Get your browser tab situation under control; I get itchy when I have more than several tabs open! (But if you’re the sort who never has less than a few dozen tabs open, I still like you.) Move your most important and favorite blogs and websites into a feedreader. I like Newsblur plus Reeder macOS/Reeder iOS. You can even put Twitters and email subscriptions into Newsblur, which is some next level distraction management.
Learn the keyboard shortcuts. All of them. Dazzle people with your ability to dance across the keyboard and make computers do things. Bonus tip: picking up a mechanical keyboard will make you sound extra amazing but slightly annoy the people who sit close to you.
Customize your system to remove distractions, allow you to focus, reduce drag, and move faster. If other people sit down at your computer and can’t operate it, that’s okay. But, don’t customize it too much. I want to get stuff done, not produce the ultimate hot rod computer for hot rodding computers.
Speaking of hot rodding, do not go too deep on productivity systems. I need a notebook-like app to think in and write stuff down. I need some kind of souped up todo list. Not much else. They are outboard brains, augmenting my ability to function as an adult and as someone thinking about and/or making things. Its tempting to read about everyone else’s Extremely Awesome Productivity Setup, but they’re doing different stuff and have different responsibilities; it’s entertainment, not education.

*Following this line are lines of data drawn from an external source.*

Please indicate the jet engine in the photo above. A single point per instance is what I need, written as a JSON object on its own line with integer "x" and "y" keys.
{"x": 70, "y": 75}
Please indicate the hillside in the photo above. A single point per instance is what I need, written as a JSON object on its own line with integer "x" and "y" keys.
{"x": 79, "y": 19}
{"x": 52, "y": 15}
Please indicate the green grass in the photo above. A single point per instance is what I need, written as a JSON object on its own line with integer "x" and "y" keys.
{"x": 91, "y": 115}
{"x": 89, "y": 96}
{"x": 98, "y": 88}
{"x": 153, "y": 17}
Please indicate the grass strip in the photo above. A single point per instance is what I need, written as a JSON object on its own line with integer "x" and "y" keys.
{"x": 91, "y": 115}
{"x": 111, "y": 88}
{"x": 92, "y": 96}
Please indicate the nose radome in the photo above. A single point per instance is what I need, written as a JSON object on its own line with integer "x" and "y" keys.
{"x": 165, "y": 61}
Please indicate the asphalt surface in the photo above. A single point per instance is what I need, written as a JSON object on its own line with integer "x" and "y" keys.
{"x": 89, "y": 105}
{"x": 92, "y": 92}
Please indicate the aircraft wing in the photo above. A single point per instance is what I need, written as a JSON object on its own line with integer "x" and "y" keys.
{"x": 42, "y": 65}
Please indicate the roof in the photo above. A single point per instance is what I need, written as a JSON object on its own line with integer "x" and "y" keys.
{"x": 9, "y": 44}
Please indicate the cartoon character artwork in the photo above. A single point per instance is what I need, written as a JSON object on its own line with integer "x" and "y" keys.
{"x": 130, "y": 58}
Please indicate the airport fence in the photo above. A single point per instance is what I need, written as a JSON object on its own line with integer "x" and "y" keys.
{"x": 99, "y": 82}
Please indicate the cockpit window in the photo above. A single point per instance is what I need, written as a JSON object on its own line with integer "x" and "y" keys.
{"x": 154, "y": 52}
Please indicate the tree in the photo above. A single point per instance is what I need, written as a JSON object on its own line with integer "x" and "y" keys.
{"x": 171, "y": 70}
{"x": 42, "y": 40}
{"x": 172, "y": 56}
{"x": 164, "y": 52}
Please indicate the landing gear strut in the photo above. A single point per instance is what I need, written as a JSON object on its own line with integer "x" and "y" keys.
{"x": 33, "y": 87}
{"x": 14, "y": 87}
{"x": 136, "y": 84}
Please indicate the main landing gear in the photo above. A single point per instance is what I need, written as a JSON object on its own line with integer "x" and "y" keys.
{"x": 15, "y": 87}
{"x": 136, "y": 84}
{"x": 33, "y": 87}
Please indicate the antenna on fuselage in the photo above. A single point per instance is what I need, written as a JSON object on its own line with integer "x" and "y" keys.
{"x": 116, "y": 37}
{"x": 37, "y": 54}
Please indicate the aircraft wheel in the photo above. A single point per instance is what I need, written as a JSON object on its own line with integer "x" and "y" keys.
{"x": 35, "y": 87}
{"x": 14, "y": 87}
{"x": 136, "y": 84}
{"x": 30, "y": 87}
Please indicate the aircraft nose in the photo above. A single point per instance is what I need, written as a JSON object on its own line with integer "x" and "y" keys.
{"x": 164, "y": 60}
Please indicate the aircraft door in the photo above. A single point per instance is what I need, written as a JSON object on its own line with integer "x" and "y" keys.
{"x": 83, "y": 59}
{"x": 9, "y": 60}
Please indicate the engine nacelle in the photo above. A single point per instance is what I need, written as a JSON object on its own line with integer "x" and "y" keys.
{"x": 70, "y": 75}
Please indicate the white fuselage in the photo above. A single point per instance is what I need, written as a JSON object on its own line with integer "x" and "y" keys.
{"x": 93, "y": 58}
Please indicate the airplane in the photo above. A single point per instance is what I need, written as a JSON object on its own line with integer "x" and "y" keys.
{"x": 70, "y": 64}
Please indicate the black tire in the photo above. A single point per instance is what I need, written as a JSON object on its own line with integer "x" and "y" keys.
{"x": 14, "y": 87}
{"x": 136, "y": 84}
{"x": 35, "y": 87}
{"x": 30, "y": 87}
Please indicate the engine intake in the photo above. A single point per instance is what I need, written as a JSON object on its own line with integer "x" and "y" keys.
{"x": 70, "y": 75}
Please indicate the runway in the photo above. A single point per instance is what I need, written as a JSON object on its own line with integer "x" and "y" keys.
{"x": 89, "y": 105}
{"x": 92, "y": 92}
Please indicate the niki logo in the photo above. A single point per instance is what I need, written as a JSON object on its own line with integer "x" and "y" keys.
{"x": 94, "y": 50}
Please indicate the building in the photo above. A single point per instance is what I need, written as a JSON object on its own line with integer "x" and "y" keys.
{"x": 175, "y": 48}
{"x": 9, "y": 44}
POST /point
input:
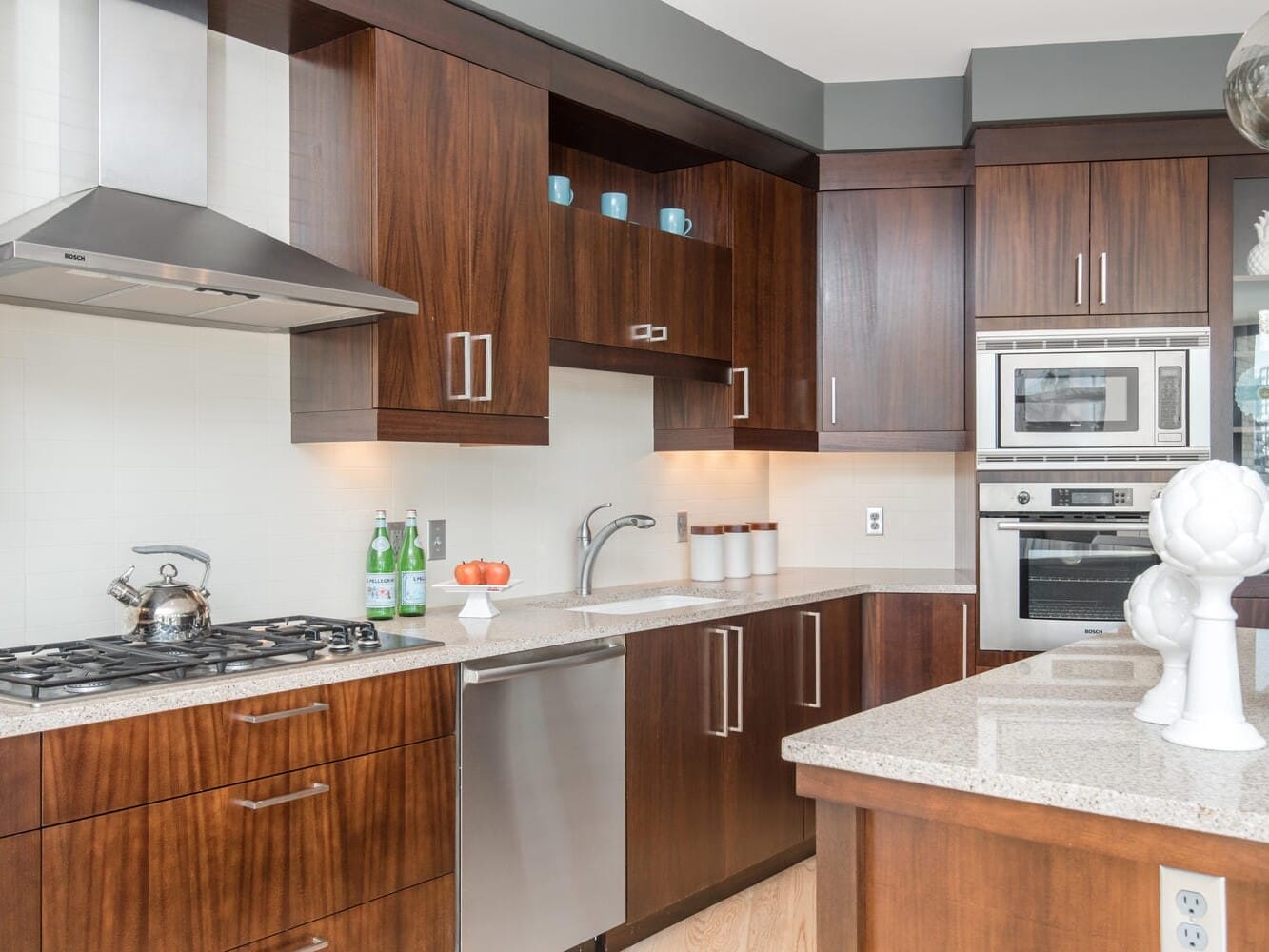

I cannot read the entire internet. Get really good at guessing whether something that comes across your desk is going to better your understanding of the world. Skip all the clickbait and tribal rage stuff. I look for stuff that provides insight into how we got here or what the future might look like.
That said, don’t accidentally filter your dear friends out in the process of managing the information onslaught. Put them in a special list or feed folder and look at it daily. Engage with them like its 2008 and the internet is still a promising thing that connects us to our friends.
Finally, I highly recommend you follow Rands’ best bit of advice, which is curiously tucked into the last footnote: replace screens by your bed (as many as possible, at least) with a book.